Janet Diaz, WHO lead on clinical management, said early studies showed there was a reduced risk of hospitalization from the variant first identified in southern Africa and Hong Kong in November compared with Delta.

There appears also to be a reduced risk of severity in both younger and older people, she told a media briefing from WHO headquarters in Geneva.

The remarks on the reduced risks of severe disease chime with other data, including studies from South Africa and England, although she did not give further details about the studies or ages of the cases analyzed.

The impact on the elderly is one of the big unanswered questions about the new variant as most of the cases studied so far have been in younger people.

“While Omicron does appear to be less severe compared to Delta, especially in those vaccinated, it does not mean it should be categorized as mild,” director-general Tedros Adhanom Ghebreyesus said at the same briefing in Geneva.

“Just like previous variants, Omicron is hospitalizing people and it is killing people.”
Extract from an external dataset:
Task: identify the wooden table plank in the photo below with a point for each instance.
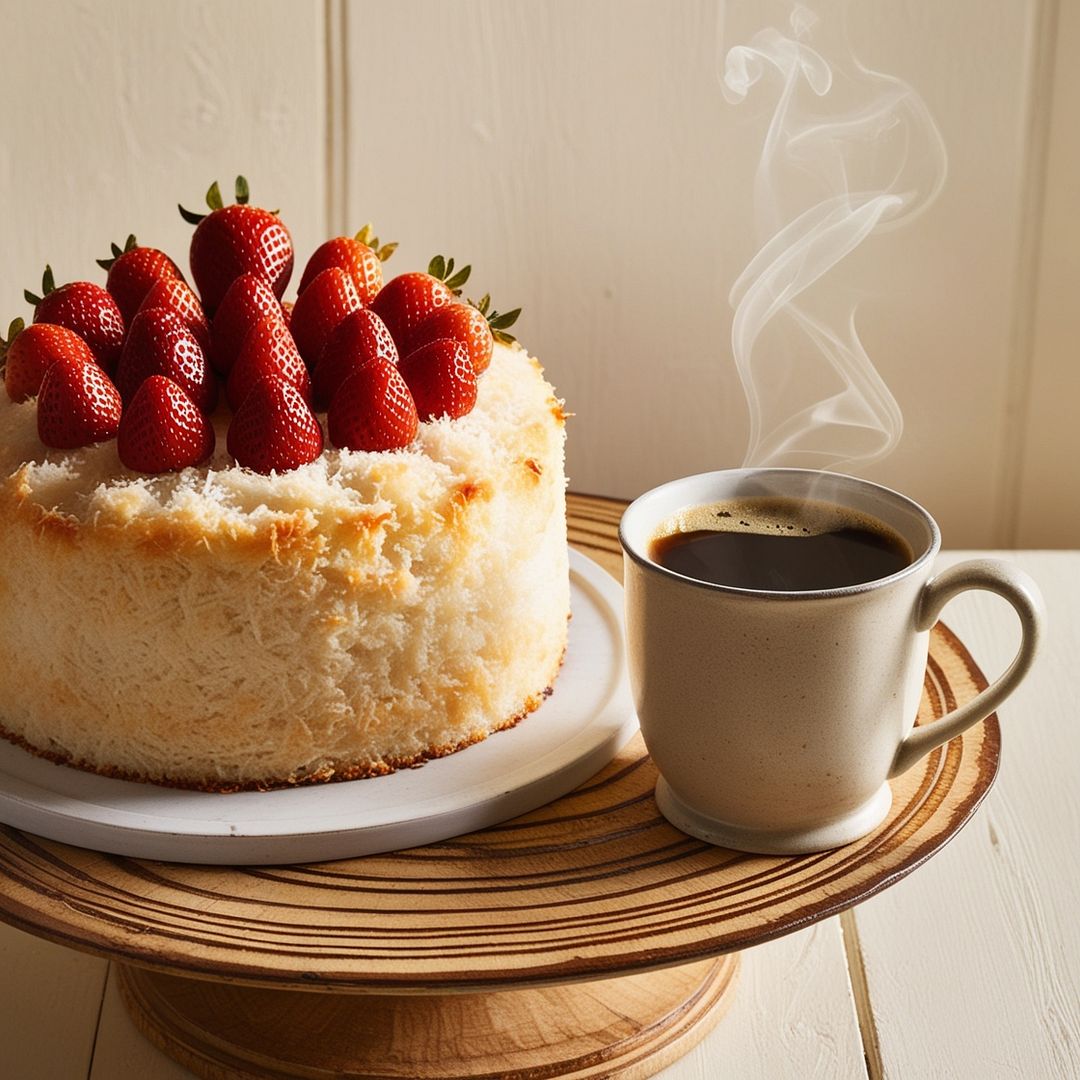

He warned of a “tsunami” of cases as global infections soar to records fuelled by both Omicron and Delta, health care systems are overwhelmed, and governments struggle to tame the virus, which has killed more than 5.8 million people.

In its weekly epidemiological report on Thursday, the WHO said that a record 9.5 million Covid-19 cases were tallied over the last week, a 71 percent increase from the previous seven-day period. However, the number of weekly recorded deaths declined.
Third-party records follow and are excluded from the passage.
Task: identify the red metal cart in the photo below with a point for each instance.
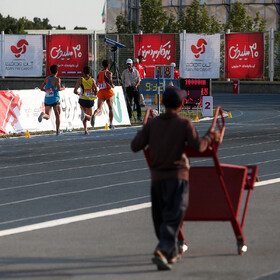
(219, 193)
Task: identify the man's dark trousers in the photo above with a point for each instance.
(131, 93)
(169, 204)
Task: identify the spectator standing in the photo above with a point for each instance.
(176, 72)
(131, 80)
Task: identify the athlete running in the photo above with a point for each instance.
(52, 86)
(87, 95)
(105, 93)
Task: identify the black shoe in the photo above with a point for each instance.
(160, 261)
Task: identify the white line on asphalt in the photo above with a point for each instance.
(95, 215)
(74, 219)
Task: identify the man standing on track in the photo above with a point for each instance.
(105, 93)
(52, 86)
(87, 96)
(131, 80)
(167, 136)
“Last week, the highest number of Covid-19 cases were reported so far in the pandemic,” Tedros said. He said the WHO was certain that was an underestimate because of a backlog in testing around the year-end holidays.

The WHO emergencies chief, Dr. Michael Ryan, said speculation that Omicron might be the last variant of the outbreak was “wishful thinking” and cautioned: “There still is a lot of energy in this virus.”

Added Maria Van Kerkhove, WHO’s technical lead on Covid-19: “I think it’s very unlikely that Omicron will be the last variant that you will hear us discussing.”

Another variant B.1.640 – first documented in multiple countries in September 2021 – is among those being monitored by the WHO but is not circulating widely, she said. There are two other categories of greater significance the WHO uses to track variants: “variant of concern”, which includes Delta and Omicron, and “variant of interest”.

Tedros repeated his call for greater equity globally in the distribution of and access to vaccines.

Based on the current rate of vaccine roll-out, 109 countries will miss the WHO’s target for 70 percent of the world’s population to be fully vaccinated by July, Tedros added. That aim is seen as helping end the acute phase of the pandemic.

“Booster after booster in a small number of countries will not end a pandemic while billions remain completely unprotected,” he said.

WHO adviser Bruce Aylward said 36 nations had not even reached 10 percent vaccination cover. Among severe patients worldwide, 80 percent were unvaccinated, he added.